Treatment of the Acute Illness
Initial Treatment of KD
The goal of therapy in the acute phase is to reduce inflammation and arterial damage and to prevent thrombosis in those with coronary artery abnormalities. The original guidelines for diagnosis of KD were created by a committee appointed by the Japanese Ministry of Health in 1970, at which time the coronary artery complications of KD were not yet appreciated and there was neither effective treatment nor a noninvasive method of assessing coronary artery abnormalities. The case definition was created, therefore, for epidemiological surveillance and has evolved over time. The mainstay of initial treatment for both complete and incomplete KD is a single high dose of IVIG together with acetylsalicylic acid (ASA), which is supported by clinical trial evidence.127,157
This section covers treatment from onset of the acute illness until resolution of acute systemic inflammation and when coronary artery luminal dimensions have stabilized and are no longer expanding.
Patient Selection for Treatment
All patients meeting the AHA diagnostic criteria for KD (Table 3) should be treated as soon in the course of illness as the diagnosis can be established.
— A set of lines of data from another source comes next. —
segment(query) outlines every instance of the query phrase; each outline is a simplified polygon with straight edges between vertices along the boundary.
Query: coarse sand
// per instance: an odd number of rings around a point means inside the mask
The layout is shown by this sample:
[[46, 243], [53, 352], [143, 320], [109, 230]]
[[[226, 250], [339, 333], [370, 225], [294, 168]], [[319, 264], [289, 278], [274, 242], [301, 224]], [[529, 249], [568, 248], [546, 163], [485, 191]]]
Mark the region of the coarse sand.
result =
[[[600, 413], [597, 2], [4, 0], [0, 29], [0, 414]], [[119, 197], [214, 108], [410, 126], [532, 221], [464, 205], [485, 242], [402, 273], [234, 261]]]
Although the current case definition provides a specific tool for epidemiological surveillance, it might not be optimal for aiding clinicians in the recognition of children with a systemic vasculitis that requires prompt treatment. An algorithm to aid the clinician in deciding which patients with fever and fewer than 4 classic criteria, that is, suspected incomplete KD, should be treated is summarized in Figure 3. Use of the algorithm appears to be largely successful in ensuring that children at highest risk are treated with IVIG.93,94 In view of the low risks associated with IVIG administration and the high risks of coronary artery aneurysms among children who do not receive timely treatment, the current algorithm should be applied to the child with suspected incomplete KD until an evidence-based algorithm or a specific diagnostic test for KD becomes available.
IVIG should be instituted as early as possible within the first 10 days of illness onset of fever, that is, as soon as the diagnosis can be established. Patients with a delayed diagnosis of KD (ie, later than day 10 of fever) may still be candidates for treatment. IVIG should also be administered to children presenting after the tenth day of illness (ie, in whom the diagnosis was missed earlier) if they have ongoing systemic inflammation as manifested by elevation of ESR or CRP (CRP >3.0 mg/dL) together with either persistent fever without other explanation or coronary artery aneurysms (luminal dimension Z score >2.5). Those in whom fever has resolved and laboratory values have normalized and whose echocardiograms are normal do not require IVIG treatment. Patients with recurrent KD, defined as a repeat episode of complete or incomplete KD after complete resolution of the previous episode, should receive standard therapy with IVIG and ASA.